Do not use your cover letter to simply summarize your enclosed resume; rather, briefly introduce the resume, which details your skills and experience, by highlighting one or two noteworthy and relevant accomplishments. Use the cover letter as a bridge to connect the contents of your resume with the job description. Illustrate to the reader how your particular talents and experiences relate to the job you are seeking.
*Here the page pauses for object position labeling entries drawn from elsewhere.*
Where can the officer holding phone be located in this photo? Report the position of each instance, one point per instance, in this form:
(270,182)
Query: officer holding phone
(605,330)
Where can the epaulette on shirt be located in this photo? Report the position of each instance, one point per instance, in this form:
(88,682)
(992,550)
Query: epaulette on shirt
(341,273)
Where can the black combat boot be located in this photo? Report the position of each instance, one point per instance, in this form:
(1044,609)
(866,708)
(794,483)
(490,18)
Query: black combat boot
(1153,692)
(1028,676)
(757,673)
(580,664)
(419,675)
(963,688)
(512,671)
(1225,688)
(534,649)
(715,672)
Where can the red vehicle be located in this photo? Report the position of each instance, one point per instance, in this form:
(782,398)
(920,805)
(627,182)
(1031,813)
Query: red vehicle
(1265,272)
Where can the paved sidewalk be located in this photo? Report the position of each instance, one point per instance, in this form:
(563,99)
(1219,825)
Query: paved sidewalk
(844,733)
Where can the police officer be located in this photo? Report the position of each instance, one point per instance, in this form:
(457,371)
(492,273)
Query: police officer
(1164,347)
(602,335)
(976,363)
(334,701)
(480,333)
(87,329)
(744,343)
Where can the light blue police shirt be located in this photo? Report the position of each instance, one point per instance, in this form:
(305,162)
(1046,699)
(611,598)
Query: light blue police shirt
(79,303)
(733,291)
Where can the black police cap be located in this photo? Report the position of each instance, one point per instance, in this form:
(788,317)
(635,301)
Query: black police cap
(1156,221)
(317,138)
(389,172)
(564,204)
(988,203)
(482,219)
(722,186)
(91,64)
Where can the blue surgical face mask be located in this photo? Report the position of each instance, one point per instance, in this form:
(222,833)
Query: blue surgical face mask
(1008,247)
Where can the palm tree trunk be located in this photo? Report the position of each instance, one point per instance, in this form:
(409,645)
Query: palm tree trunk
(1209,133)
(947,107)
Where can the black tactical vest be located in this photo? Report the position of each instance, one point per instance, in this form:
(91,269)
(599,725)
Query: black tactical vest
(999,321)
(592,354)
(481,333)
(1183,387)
The cover letter is your first introduction to the hiring agent and as such needs to entice the reader to keep reading through to your resume. Countless surveys of hiring agents indicate most reviewers of resumes spend mere seconds scanning each. Chances are high that if a recruiter is presented with a verbose cover letter he or she will not likely be compelled to continue wading through words and will set your application aside. Invite reading of your cover letter through use of white space, insertion of bullet points and lack of overly long sentences. If reading your letter is burdensome and adds to the busy recruiter's already overloaded job, then he or she is not likely to be left with a favorable impression of you.
Use the cover letter to generate curiosity about you as a possible candidate. Toward that end, do not attempt to cover all your applicable history or winning qualities, and do not attempt to explain all the reasons why you should be hired. Leave room for the recruiter to remain interested in learning more about you later through that coveted in-person interview.
Capture the interest and attention of recruiting managers with your cover letter. Keep that interest by keeping your words succinct and relevant, revealing enough to draw some connections between you and the position you seek but remaining brief enough to leave the readers' curiosity intact.